In molecular biology, CD18 (Integrin β chain 2) is an integrin β chain protein, which is encoded by the human ITGB2 gene. When combined with one of many alpha chains, CD18 is able to form a variety of heterodimers that play an important role in cell adhesion and cell surface signalling, as well as in immune responses. CD18 also exists in a soluble ligand-bound form. The lack of CD18 expression causes adhesion defects in human circulating leukocytes, which reduces the immune system's ability to resist foreign invaders. In humans, the lack of functional CD18 results in defects in leukocyte adhesion, a disease that lacks extravasation of leukocytes. Blood enters the tissue, which is the inability of circulating white blood cells to respond to foreign bodies present in the tissue. This then reduces the individual's immune system's ability to fight infections, making them more susceptible to foreign infections than people with functional CD18 proteins. It has also been found that β2 integrins are in a soluble form, which means they are present in the plasma of the cell and are capable of binding to the ligand. Soluble β2 integrin binds to the ligand, and plasma levels are inversely related to the disease activity of spinal arthritis of autoimmune disease.

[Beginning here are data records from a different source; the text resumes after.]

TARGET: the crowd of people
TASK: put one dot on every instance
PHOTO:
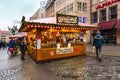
(15, 45)
(3, 45)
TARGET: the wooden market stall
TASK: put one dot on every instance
(56, 37)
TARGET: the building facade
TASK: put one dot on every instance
(78, 8)
(106, 14)
(4, 36)
(40, 13)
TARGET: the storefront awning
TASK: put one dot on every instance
(107, 24)
(118, 24)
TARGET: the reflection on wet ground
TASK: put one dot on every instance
(86, 68)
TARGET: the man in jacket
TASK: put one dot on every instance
(97, 42)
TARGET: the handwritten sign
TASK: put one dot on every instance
(64, 50)
(67, 19)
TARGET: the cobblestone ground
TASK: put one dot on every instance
(87, 68)
(84, 67)
(12, 68)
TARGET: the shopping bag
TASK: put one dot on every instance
(93, 49)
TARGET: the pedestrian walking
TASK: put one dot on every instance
(22, 49)
(98, 42)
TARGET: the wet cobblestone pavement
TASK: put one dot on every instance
(87, 68)
(84, 67)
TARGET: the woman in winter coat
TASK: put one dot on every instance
(22, 49)
(97, 42)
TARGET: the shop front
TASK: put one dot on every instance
(110, 31)
(50, 39)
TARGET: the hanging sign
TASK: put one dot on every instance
(67, 19)
(64, 50)
(106, 3)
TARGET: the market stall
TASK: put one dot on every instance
(56, 37)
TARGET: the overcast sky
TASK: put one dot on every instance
(13, 10)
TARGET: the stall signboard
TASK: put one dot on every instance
(64, 50)
(67, 19)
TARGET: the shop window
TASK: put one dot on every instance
(113, 12)
(94, 2)
(84, 6)
(94, 17)
(102, 15)
(79, 6)
(71, 7)
(102, 0)
(51, 39)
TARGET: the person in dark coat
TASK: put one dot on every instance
(11, 44)
(98, 41)
(22, 49)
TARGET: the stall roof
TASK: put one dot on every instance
(52, 20)
(52, 23)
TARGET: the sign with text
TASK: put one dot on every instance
(67, 19)
(64, 50)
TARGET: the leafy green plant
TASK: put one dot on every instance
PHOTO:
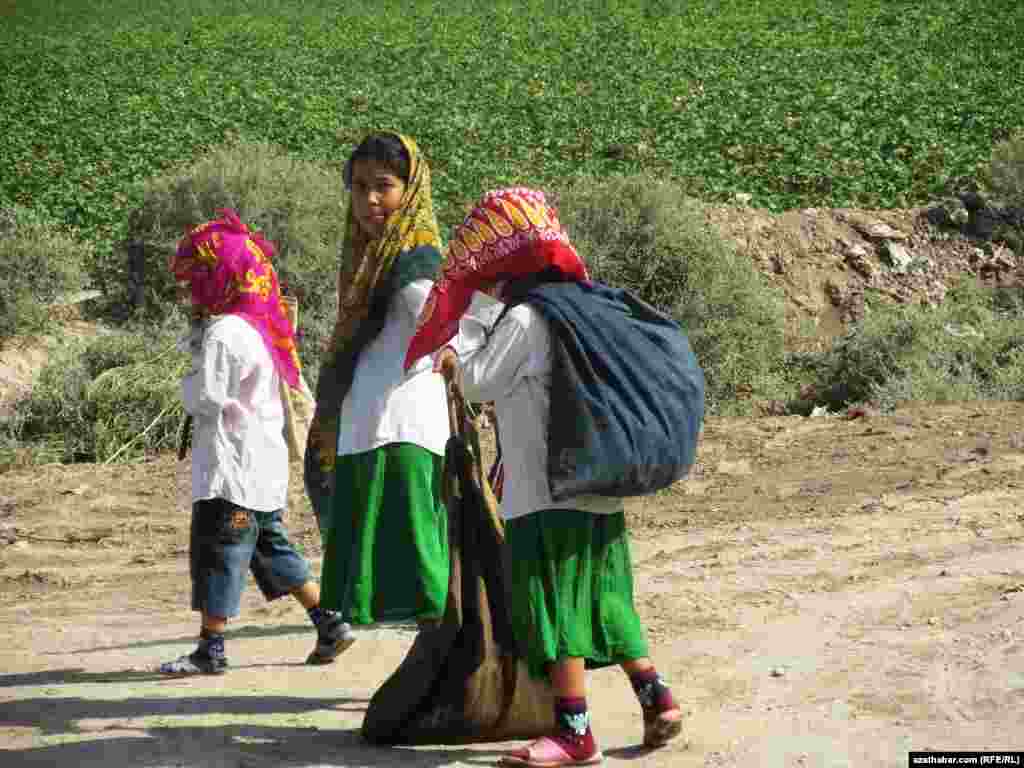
(1006, 170)
(644, 235)
(40, 263)
(798, 102)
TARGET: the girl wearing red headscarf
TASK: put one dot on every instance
(243, 345)
(571, 582)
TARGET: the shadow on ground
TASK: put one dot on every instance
(240, 747)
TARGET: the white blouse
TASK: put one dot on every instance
(387, 404)
(232, 394)
(513, 369)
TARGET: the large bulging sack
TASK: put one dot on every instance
(627, 392)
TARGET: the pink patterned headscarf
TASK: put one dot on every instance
(228, 270)
(510, 233)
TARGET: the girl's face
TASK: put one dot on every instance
(377, 193)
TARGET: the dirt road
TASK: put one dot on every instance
(822, 592)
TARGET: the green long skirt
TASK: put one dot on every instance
(571, 589)
(385, 547)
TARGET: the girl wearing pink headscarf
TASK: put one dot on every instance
(570, 570)
(243, 346)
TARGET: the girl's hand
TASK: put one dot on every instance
(445, 363)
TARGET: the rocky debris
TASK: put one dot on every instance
(826, 261)
(897, 255)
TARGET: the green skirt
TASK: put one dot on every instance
(571, 589)
(385, 547)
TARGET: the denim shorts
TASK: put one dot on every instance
(227, 540)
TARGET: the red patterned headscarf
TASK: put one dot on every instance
(228, 270)
(510, 233)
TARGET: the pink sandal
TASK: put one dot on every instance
(546, 753)
(659, 730)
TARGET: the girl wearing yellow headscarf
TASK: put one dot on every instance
(376, 446)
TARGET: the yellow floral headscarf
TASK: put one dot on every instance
(365, 262)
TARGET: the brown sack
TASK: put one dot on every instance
(462, 680)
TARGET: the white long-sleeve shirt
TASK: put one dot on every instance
(387, 404)
(513, 369)
(232, 393)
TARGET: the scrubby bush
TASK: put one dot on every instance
(297, 204)
(644, 235)
(971, 347)
(112, 396)
(39, 263)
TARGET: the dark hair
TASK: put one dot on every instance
(385, 148)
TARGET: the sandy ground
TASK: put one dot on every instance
(821, 592)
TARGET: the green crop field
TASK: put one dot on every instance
(868, 102)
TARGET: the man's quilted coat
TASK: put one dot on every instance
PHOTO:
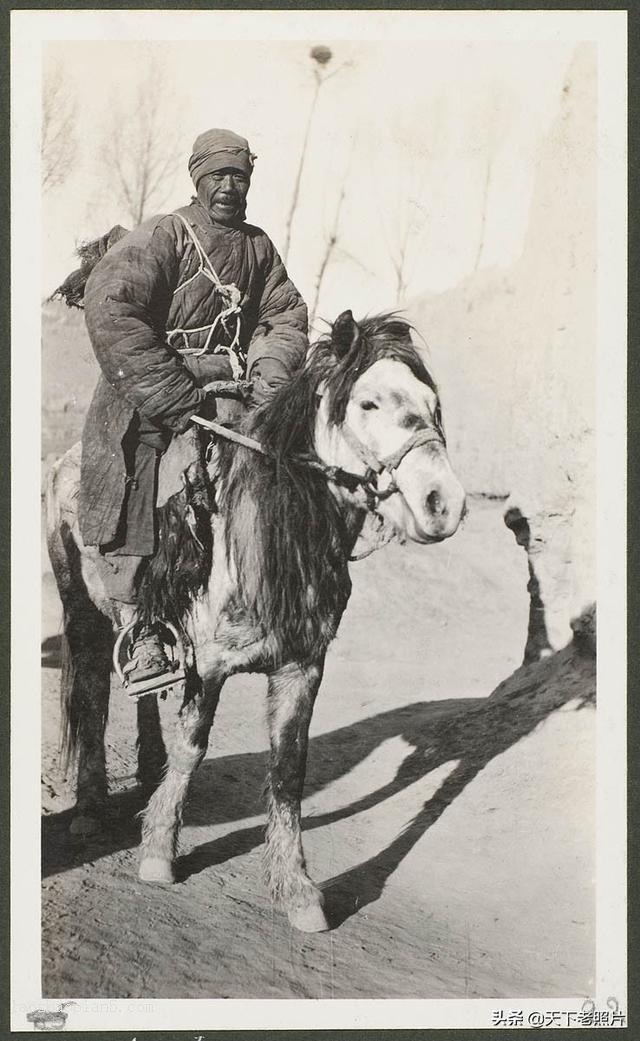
(133, 297)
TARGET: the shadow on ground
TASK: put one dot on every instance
(470, 732)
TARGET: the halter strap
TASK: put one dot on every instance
(392, 461)
(230, 295)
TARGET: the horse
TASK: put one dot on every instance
(358, 430)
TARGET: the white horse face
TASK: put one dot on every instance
(388, 404)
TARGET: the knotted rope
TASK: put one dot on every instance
(229, 294)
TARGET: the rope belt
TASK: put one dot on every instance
(229, 294)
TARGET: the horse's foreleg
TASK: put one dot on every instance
(162, 818)
(291, 693)
(151, 751)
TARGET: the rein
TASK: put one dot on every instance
(375, 466)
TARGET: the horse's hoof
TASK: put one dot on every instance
(310, 917)
(156, 869)
(83, 826)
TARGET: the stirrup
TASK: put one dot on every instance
(157, 683)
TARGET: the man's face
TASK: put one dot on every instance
(224, 193)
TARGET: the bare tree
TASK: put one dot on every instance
(321, 57)
(330, 246)
(405, 220)
(403, 244)
(142, 153)
(494, 112)
(58, 143)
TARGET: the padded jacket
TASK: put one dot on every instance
(142, 289)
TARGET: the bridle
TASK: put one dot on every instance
(387, 464)
(374, 466)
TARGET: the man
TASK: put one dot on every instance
(186, 298)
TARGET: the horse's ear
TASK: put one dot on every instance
(344, 333)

Figure 4. Structure of protein ITGB2.
Integrin beta-3 (β3) or CD61 is a protein that in humans is encoded by the ITGB3 gene. CD61 is a cluster of differentiation found on thrombocytes.
Figure 5. Structure of protein ITGB3.
Integrin beta 4 (ITGB4)
Integrin beta 4 (ITGB4), also known as CD104 (differentiation cluster 104), is a human gene.

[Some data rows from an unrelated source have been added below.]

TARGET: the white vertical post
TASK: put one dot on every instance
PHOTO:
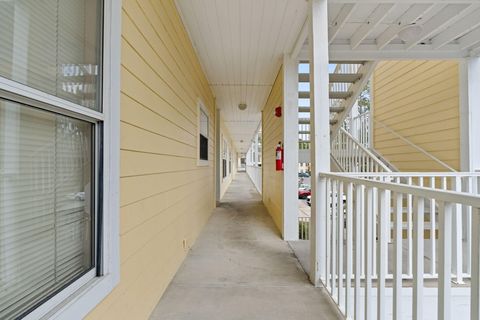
(359, 209)
(470, 114)
(475, 294)
(340, 224)
(418, 256)
(218, 157)
(445, 261)
(382, 255)
(320, 126)
(349, 235)
(397, 272)
(369, 239)
(290, 142)
(457, 234)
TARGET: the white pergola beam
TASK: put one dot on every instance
(338, 23)
(302, 36)
(474, 52)
(404, 1)
(411, 15)
(357, 88)
(470, 39)
(366, 52)
(373, 20)
(320, 136)
(465, 25)
(449, 14)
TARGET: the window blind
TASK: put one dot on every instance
(53, 46)
(46, 216)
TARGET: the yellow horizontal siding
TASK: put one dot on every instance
(161, 83)
(420, 101)
(272, 133)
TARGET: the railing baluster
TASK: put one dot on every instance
(445, 260)
(468, 228)
(409, 229)
(375, 231)
(369, 238)
(333, 242)
(341, 300)
(475, 254)
(458, 237)
(398, 250)
(327, 228)
(382, 255)
(349, 236)
(432, 231)
(418, 235)
(359, 214)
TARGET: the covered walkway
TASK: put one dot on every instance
(240, 268)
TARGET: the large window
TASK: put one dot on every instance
(46, 206)
(53, 46)
(53, 133)
(203, 134)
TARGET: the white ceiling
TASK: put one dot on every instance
(368, 29)
(240, 44)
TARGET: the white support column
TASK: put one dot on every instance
(290, 144)
(320, 132)
(218, 158)
(470, 114)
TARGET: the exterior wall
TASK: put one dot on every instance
(272, 133)
(165, 197)
(254, 171)
(420, 101)
(225, 182)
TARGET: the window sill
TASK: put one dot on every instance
(77, 300)
(203, 163)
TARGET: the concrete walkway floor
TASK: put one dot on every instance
(240, 269)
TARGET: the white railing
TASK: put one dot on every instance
(353, 156)
(359, 128)
(356, 260)
(303, 228)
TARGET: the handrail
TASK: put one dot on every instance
(360, 223)
(424, 192)
(413, 145)
(344, 153)
(415, 174)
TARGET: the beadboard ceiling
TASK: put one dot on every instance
(240, 44)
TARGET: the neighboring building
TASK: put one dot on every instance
(416, 114)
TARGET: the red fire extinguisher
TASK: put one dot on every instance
(279, 157)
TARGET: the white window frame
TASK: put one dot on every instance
(201, 107)
(83, 295)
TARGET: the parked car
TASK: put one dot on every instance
(304, 191)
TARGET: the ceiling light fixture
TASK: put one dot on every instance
(410, 32)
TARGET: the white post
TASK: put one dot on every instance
(320, 130)
(218, 157)
(290, 143)
(475, 293)
(470, 114)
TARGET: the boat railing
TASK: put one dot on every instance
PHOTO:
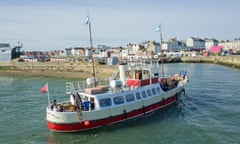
(75, 86)
(80, 86)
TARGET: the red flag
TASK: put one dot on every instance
(44, 88)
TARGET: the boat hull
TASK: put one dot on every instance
(82, 125)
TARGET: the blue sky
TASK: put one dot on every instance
(56, 25)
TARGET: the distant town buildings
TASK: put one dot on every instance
(5, 52)
(146, 49)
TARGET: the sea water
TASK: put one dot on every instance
(208, 112)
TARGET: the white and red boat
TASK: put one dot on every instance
(135, 90)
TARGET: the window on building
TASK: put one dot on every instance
(153, 91)
(129, 97)
(149, 92)
(118, 100)
(144, 94)
(158, 90)
(105, 102)
(138, 96)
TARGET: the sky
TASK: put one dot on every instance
(42, 25)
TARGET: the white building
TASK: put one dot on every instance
(5, 52)
(230, 45)
(154, 47)
(195, 43)
(209, 43)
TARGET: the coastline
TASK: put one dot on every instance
(83, 70)
(53, 69)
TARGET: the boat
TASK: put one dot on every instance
(136, 89)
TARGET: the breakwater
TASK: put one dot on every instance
(53, 69)
(232, 61)
(84, 69)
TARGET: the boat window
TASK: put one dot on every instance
(118, 100)
(105, 102)
(129, 97)
(138, 96)
(154, 91)
(144, 94)
(149, 92)
(158, 90)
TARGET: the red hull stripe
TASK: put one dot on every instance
(110, 120)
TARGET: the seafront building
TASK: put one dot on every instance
(5, 52)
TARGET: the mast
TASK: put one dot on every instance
(91, 47)
(159, 29)
(161, 41)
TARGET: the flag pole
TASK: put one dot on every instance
(161, 41)
(48, 96)
(91, 47)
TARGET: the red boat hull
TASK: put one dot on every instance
(81, 126)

Figure 6. Structure of protein ITGB4.
Integrin beta-7 is an integrin protein that is encoded by the ITGB7 gene in humans. Like all integrin subunits, β7 is a highly flexible membrane-bound extracellular protein that must be paired with an alpha subunit. For stability. The flexibility of the molecule allows it to dynamically adjust its affinity for ligands through conformational changes. Β7 starts at the top of the protein and is furthest from the cell membrane. Β7 consists of the head and thighs, collectively referred to as the head piece, calf, transmembrane domain and Cytoplasmic tail. The top of the head is a type I domain, sometimes also called a βI domain, which can bind to the ligand by binding to the α subunit. Directly below it is a hybrid domain, a portion of which is at the N-terminus of the I-like domain. Below the mixed domain is the PSI domain, which forms the headset. The lower leg is composed of EGF domains 1-4 and β-tail domain. Finally, there is a transmembrane domain and a C-terminal cytoplasmic tail.
Figure 7. Structure of protein ITGB7.